Thief (1981) [The Criterion Collection] – Dual-Format Edition
***/**** Image A Sound A Extras B+
starring James Caan, Tuesday Weld, Robert Prosky, Willie Nelson
screenplay by Michael Mann, based on the novel The Home Invaders by Frank Hohimer
directed by Michael Mann
“Look, I have run out of time. I have lost it all. So l cannot work fast enough to catch up, and l cannot run fast enough to catch up. And the only thing that catches me up is doin’ my magic act. But it ends, you know? It will end. When l got this, right there, it ends, it is over. So I am just asking you…to be with me.”
-Frank (James Caan), Thief (1981)
“I’m catching up. On life. Meeting someone like you.”
-John Dillinger (Johnny Depp), Public Enemies (2008)

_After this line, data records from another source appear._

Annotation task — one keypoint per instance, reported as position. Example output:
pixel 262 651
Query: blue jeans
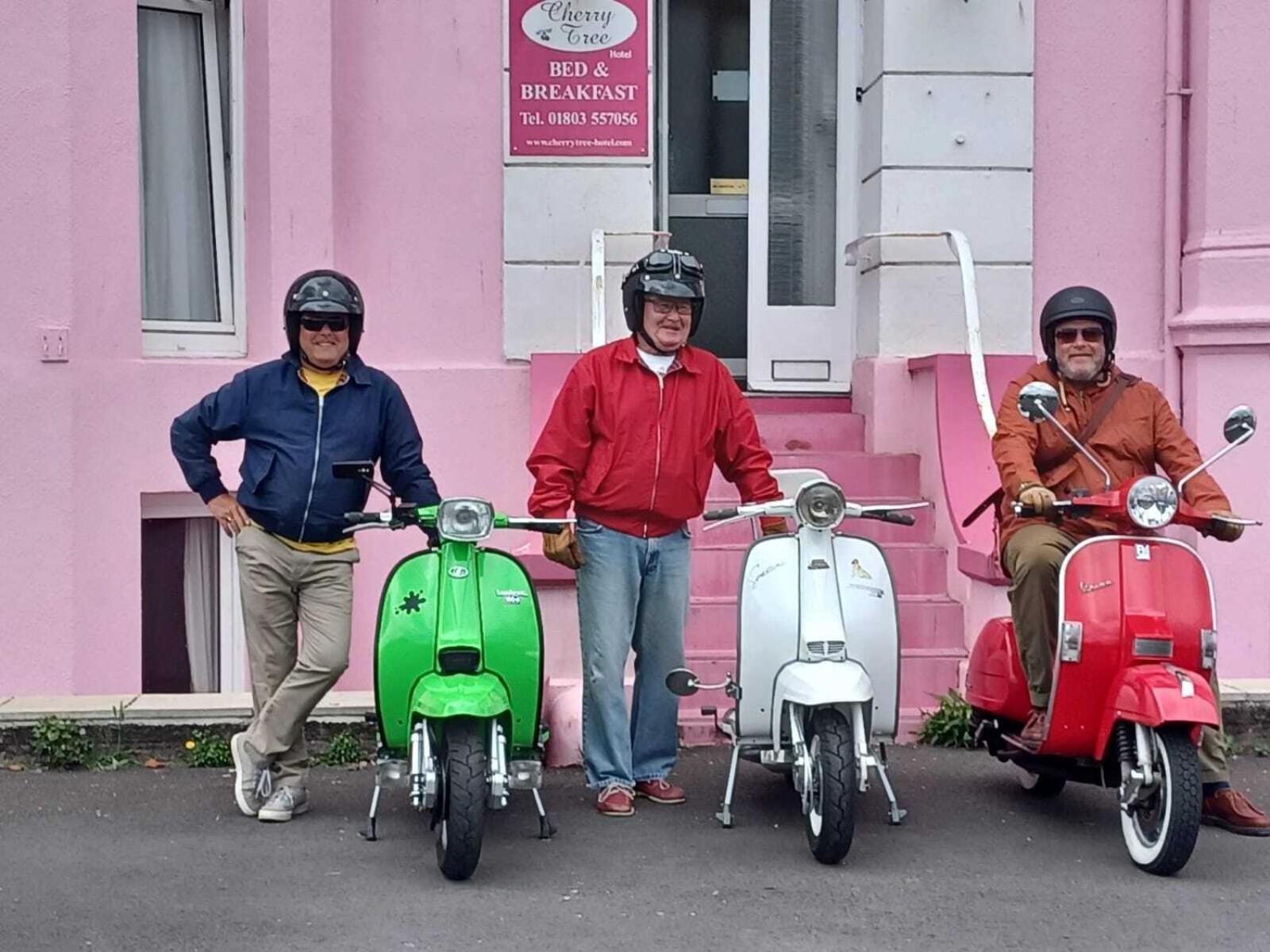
pixel 633 593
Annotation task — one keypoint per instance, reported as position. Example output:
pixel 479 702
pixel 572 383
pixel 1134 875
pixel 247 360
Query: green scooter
pixel 457 672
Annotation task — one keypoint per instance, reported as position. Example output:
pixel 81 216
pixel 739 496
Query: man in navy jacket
pixel 298 416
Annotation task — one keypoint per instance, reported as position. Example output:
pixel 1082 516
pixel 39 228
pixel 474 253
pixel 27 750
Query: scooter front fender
pixel 1153 695
pixel 441 696
pixel 821 685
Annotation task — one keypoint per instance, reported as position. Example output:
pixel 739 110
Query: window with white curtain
pixel 187 175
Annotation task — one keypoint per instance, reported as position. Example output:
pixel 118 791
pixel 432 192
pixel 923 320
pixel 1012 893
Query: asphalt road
pixel 160 860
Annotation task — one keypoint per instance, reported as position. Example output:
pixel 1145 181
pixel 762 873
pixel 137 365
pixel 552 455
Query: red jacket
pixel 635 452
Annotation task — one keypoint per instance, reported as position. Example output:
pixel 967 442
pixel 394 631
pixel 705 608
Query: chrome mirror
pixel 681 682
pixel 1035 397
pixel 1241 423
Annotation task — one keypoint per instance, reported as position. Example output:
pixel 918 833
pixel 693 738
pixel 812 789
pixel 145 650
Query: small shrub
pixel 207 749
pixel 949 725
pixel 60 742
pixel 344 748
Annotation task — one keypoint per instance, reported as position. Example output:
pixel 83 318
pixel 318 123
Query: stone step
pixel 857 473
pixel 918 569
pixel 802 432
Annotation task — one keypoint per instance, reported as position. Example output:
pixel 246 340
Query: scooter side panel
pixel 768 630
pixel 870 616
pixel 819 685
pixel 995 679
pixel 1153 695
pixel 1133 597
pixel 514 639
pixel 444 696
pixel 406 643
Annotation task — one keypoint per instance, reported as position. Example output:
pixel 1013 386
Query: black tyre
pixel 464 793
pixel 1161 833
pixel 831 823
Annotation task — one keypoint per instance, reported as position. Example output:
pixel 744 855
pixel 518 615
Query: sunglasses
pixel 662 306
pixel 1068 336
pixel 315 323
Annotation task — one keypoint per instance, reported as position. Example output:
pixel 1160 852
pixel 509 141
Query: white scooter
pixel 818 658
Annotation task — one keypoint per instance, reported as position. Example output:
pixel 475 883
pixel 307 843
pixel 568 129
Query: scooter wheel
pixel 831 822
pixel 1161 833
pixel 463 809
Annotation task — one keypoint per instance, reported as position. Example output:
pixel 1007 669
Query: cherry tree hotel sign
pixel 578 78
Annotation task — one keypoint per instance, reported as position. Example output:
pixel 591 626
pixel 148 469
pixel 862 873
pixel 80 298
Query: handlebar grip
pixel 715 514
pixel 899 518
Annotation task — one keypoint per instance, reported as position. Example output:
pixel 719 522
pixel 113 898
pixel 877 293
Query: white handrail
pixel 598 323
pixel 960 249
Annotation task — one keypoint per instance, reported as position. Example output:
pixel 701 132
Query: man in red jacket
pixel 630 444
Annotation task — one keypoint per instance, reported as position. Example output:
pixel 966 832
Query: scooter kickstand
pixel 895 814
pixel 546 829
pixel 724 816
pixel 368 835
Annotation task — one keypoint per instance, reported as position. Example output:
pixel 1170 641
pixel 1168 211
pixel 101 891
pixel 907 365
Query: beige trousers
pixel 285 593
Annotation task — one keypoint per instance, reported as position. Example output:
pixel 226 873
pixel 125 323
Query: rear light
pixel 459 660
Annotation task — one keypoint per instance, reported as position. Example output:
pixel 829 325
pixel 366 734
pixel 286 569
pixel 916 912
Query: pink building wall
pixel 1100 219
pixel 400 122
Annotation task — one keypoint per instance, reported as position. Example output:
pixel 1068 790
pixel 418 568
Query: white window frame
pixel 228 336
pixel 233 634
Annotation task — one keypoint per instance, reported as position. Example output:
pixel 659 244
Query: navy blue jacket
pixel 292 438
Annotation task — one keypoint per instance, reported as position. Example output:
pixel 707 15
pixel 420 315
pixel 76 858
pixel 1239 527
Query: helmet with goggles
pixel 671 274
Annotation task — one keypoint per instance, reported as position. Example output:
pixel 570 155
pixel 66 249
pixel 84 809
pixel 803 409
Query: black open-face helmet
pixel 321 294
pixel 1073 302
pixel 667 273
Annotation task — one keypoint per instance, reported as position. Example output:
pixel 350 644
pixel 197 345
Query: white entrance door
pixel 802 194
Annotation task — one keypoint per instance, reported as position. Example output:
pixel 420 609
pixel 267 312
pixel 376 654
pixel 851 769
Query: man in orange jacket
pixel 630 444
pixel 1137 433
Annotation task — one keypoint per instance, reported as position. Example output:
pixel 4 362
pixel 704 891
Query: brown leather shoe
pixel 1232 812
pixel 1033 734
pixel 616 800
pixel 660 791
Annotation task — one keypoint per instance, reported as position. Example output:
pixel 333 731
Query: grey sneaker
pixel 285 804
pixel 254 784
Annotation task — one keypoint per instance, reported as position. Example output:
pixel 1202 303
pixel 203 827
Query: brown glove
pixel 563 547
pixel 1223 531
pixel 1039 499
pixel 772 526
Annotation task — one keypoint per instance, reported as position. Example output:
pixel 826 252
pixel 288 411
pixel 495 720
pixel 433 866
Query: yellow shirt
pixel 323 382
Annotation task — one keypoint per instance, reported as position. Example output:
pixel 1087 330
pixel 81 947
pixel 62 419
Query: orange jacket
pixel 1138 435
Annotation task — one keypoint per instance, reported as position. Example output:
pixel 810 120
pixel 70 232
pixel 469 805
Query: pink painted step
pixel 797 432
pixel 926 622
pixel 918 569
pixel 883 532
pixel 857 473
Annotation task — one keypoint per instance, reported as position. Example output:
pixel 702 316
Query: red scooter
pixel 1136 649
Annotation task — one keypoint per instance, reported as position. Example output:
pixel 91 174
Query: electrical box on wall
pixel 55 344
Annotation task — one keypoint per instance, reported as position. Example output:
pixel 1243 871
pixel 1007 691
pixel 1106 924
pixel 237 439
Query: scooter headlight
pixel 821 505
pixel 465 520
pixel 1153 501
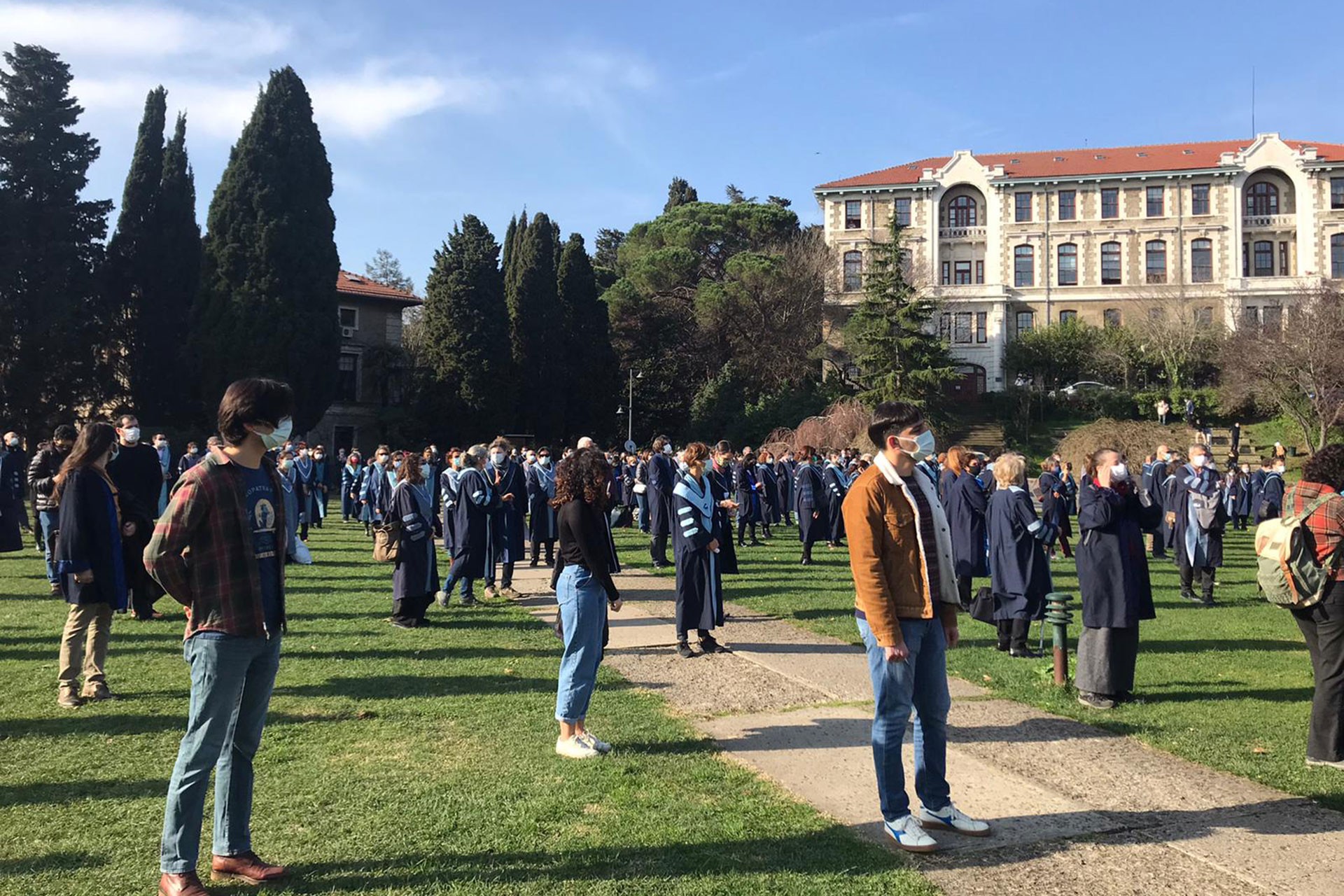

by Bill Chambers SPOILER WARNING IN EFFECT. Like the historical Dillinger, the fictional Frank was just a punk kid overzealously punished for a petty crime by a judge looking to make an example of him. Instead, he created the man Frank is as Thief begins: a master safecracker, taught his trade in the joint by fellow convict Okla (Willie Nelson, heartbreaking). As Frank recounts in a mesmerizing monologue that Caan, for what it’s worth, has counted as his finest piece of screen acting, the other thing he learned in Joliet is how to create a forcefield around himself by disengaging from fear. It’s not Zen detachment that he’s mastered; a man of flashy tastes, he’s too much the materialist to live like Heat‘s ascetic Neil McCauley (Robert De Niro), whose Modernist house in the hills is all windows and no furniture. They are cut from the same cloth, though, in that they’re acutely aware of the temporariness of their stolen lifestyles and have no qualms about jumping ship to stay ahead of the enemy.